If you read most journalistic coverage of this controversy, you will not be informed. If anything, you will end up more misinformed than you were when you started. And that’s a useful problem to explore given where journalism is right now. I haven’t read American Dirt, so I can’t speak directly to the plot. But the book itself isn’t actually the point I’m interested in: Rather, I want to talk about the nature of how this controversy — and seemingly every controversy, these days — is being covered by mainstream media outlets.
4. The Toxic Drama on YA Twitter (Vulture)
Many members of YA Book Twitter have become culture cops, monitoring their peers across multiple platforms for violations. The result is a jumble of dogpiling and dragging, subtweeting and screenshotting, vote-brigading and flagging wars, with accusations of white supremacy on one side and charges of thought-policing moral authoritarianism on the other.

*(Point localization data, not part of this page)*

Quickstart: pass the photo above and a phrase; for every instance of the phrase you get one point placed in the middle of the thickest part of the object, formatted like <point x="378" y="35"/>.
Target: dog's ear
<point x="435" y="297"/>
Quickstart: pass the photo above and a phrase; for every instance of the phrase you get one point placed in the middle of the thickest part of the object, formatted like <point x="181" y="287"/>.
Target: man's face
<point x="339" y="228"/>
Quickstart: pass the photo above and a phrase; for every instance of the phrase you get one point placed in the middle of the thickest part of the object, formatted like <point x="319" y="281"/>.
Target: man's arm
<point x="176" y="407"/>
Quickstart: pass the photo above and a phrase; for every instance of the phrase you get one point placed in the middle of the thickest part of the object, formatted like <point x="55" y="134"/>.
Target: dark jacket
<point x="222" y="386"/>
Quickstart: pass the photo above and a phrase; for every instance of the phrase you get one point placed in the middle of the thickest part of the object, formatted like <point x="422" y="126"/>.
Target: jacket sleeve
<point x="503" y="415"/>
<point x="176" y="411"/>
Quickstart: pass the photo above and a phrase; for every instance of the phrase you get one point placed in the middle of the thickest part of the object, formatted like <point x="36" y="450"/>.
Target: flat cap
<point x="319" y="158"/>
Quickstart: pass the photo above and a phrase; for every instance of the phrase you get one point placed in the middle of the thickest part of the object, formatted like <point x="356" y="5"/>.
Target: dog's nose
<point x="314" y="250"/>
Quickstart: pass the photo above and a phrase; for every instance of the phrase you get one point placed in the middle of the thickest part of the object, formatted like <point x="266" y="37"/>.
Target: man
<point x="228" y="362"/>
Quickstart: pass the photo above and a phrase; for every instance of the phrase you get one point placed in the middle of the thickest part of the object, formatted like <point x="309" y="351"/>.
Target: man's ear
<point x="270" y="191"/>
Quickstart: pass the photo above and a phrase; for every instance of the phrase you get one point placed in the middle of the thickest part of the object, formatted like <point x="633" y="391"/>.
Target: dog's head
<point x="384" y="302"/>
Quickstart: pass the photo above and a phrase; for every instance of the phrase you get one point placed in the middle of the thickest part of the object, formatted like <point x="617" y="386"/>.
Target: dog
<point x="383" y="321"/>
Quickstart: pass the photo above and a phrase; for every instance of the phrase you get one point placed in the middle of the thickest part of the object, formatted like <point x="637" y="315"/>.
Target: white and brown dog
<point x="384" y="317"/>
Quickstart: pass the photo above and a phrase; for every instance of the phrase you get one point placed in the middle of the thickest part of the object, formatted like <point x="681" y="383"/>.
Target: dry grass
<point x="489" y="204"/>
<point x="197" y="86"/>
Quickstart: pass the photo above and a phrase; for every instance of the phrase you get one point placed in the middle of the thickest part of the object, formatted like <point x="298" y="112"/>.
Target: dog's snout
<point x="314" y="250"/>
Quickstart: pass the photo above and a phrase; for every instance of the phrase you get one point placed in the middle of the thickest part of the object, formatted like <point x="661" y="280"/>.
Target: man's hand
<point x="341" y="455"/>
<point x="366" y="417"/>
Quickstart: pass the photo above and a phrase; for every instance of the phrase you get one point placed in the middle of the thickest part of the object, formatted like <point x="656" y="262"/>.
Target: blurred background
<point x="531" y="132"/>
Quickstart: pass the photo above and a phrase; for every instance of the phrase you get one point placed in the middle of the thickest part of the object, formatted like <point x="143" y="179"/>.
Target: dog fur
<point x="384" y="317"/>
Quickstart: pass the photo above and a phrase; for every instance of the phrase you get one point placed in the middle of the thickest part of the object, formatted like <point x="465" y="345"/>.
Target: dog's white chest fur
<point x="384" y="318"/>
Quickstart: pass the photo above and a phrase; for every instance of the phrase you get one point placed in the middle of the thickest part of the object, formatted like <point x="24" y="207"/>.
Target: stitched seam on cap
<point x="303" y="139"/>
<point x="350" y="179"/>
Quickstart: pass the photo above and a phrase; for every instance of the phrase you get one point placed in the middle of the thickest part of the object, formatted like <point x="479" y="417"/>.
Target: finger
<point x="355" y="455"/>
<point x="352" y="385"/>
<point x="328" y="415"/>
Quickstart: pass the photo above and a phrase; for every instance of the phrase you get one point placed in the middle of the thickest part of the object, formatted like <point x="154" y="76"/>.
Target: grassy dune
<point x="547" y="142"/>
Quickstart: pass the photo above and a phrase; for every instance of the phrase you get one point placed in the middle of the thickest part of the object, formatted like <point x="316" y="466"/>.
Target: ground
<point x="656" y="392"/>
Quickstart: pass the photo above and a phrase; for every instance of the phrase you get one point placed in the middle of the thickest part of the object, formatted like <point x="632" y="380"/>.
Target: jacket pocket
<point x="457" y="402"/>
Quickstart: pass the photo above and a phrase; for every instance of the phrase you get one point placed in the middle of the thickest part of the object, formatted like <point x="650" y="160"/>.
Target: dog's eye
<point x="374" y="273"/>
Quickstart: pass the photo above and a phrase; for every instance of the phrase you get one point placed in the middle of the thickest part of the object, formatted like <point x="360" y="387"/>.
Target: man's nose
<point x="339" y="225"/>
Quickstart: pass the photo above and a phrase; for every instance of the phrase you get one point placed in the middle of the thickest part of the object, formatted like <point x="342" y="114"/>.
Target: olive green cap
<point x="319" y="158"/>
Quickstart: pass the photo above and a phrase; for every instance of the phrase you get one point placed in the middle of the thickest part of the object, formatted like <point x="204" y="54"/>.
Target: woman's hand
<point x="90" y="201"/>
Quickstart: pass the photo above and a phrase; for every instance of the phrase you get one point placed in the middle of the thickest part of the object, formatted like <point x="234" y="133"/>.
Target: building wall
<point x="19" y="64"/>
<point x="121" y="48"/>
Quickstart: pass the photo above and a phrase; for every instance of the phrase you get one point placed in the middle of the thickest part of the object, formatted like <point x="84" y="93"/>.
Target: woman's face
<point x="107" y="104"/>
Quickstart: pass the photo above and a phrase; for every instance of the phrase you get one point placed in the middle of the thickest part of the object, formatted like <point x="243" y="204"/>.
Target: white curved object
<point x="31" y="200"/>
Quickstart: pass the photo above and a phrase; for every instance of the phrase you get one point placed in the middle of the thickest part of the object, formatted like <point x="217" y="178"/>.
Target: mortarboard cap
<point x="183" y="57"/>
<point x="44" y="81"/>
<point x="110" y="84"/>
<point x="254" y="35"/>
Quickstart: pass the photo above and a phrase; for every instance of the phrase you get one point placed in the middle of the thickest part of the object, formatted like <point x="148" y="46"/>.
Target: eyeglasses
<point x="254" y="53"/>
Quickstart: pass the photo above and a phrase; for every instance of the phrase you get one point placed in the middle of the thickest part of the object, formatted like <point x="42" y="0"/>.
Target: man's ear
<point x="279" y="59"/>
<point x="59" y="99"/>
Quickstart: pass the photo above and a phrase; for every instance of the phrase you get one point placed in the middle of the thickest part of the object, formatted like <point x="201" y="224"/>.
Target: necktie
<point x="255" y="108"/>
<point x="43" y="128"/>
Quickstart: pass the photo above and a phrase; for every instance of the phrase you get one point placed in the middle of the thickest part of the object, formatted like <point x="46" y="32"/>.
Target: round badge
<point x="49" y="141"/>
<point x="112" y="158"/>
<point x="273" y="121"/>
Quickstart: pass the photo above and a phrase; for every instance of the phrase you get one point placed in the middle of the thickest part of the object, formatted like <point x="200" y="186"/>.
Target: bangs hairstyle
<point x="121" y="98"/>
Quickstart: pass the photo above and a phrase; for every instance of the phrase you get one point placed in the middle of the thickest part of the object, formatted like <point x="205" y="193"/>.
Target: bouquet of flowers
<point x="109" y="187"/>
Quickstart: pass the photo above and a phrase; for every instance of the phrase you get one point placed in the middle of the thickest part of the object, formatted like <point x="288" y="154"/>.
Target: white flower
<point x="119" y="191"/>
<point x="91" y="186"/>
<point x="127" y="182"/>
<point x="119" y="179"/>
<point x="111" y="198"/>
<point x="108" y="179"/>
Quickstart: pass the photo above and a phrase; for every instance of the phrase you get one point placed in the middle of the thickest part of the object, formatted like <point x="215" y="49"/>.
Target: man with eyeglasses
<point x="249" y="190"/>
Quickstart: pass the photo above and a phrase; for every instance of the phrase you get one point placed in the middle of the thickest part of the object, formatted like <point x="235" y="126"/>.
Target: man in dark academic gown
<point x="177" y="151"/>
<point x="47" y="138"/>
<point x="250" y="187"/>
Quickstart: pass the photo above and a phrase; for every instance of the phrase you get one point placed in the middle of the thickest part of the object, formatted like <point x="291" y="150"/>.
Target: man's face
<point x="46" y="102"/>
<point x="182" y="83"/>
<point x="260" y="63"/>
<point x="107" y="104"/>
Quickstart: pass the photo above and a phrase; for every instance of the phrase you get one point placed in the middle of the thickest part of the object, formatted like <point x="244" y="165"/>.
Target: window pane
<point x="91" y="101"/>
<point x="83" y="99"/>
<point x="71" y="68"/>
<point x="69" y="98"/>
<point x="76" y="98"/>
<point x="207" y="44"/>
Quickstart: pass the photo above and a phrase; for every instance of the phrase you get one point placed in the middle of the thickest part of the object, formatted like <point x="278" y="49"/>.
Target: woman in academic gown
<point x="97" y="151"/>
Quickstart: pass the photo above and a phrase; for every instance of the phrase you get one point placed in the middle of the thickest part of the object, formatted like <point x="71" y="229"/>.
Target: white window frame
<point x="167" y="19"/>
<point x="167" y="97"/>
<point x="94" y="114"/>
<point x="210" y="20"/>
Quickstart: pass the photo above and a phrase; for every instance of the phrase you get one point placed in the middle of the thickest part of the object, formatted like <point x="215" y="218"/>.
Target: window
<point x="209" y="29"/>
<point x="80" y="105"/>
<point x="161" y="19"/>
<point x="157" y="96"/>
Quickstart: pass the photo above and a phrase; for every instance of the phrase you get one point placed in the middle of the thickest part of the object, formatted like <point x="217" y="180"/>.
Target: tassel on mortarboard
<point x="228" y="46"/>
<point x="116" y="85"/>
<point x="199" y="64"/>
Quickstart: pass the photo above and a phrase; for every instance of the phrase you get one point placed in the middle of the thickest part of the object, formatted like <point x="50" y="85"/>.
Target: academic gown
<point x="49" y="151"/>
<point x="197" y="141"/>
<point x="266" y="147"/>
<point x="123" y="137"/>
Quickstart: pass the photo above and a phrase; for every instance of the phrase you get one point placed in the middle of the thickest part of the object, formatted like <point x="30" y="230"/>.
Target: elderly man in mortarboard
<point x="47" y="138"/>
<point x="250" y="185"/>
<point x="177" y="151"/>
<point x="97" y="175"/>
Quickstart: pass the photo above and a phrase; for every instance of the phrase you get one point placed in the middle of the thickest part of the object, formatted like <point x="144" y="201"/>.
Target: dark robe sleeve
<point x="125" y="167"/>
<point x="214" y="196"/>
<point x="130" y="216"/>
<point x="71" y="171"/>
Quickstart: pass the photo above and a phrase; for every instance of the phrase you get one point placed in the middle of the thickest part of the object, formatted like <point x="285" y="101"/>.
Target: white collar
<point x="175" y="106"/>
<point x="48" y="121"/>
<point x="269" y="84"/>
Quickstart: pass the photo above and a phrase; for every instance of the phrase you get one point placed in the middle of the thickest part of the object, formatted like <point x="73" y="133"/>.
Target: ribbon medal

Representatives of both factions say they’ve received threats or had to shut down their accounts owing to harassment, and all expressed fear of being targeted by influential community members — even when they were ostensibly on the same side. “If anyone found out I was talking to you,” Mimi told me, “I would be blackballed.”Dramatic as that sounds, it’s worth noting that my attempts to report this piece were met with intense pushback. Sinyard politely declined my request for an interview in what seemed like a routine exchange, but then announced on Twitter that our interaction had “scared” her, leading to backlash from community members who insisted that the as-yet-unwritten story would endanger her life. Rumors quickly spread that I had threatened or harassed Sinyard; several influential authors instructed their followers not to speak to me; and one librarian and member of the Newbery Award committee tweeted at Vulture nearly a dozen times accusing them of enabling “a washed-up YA author” engaged in “a personalized crusade” against the entire publishing community (disclosure: while freelance culture writing makes up the bulk of my work, I published a pair of young adult novels in 2012 and 2014.) With one exception, all my sources insisted on anonymity, citing fear of professional damage and abuse.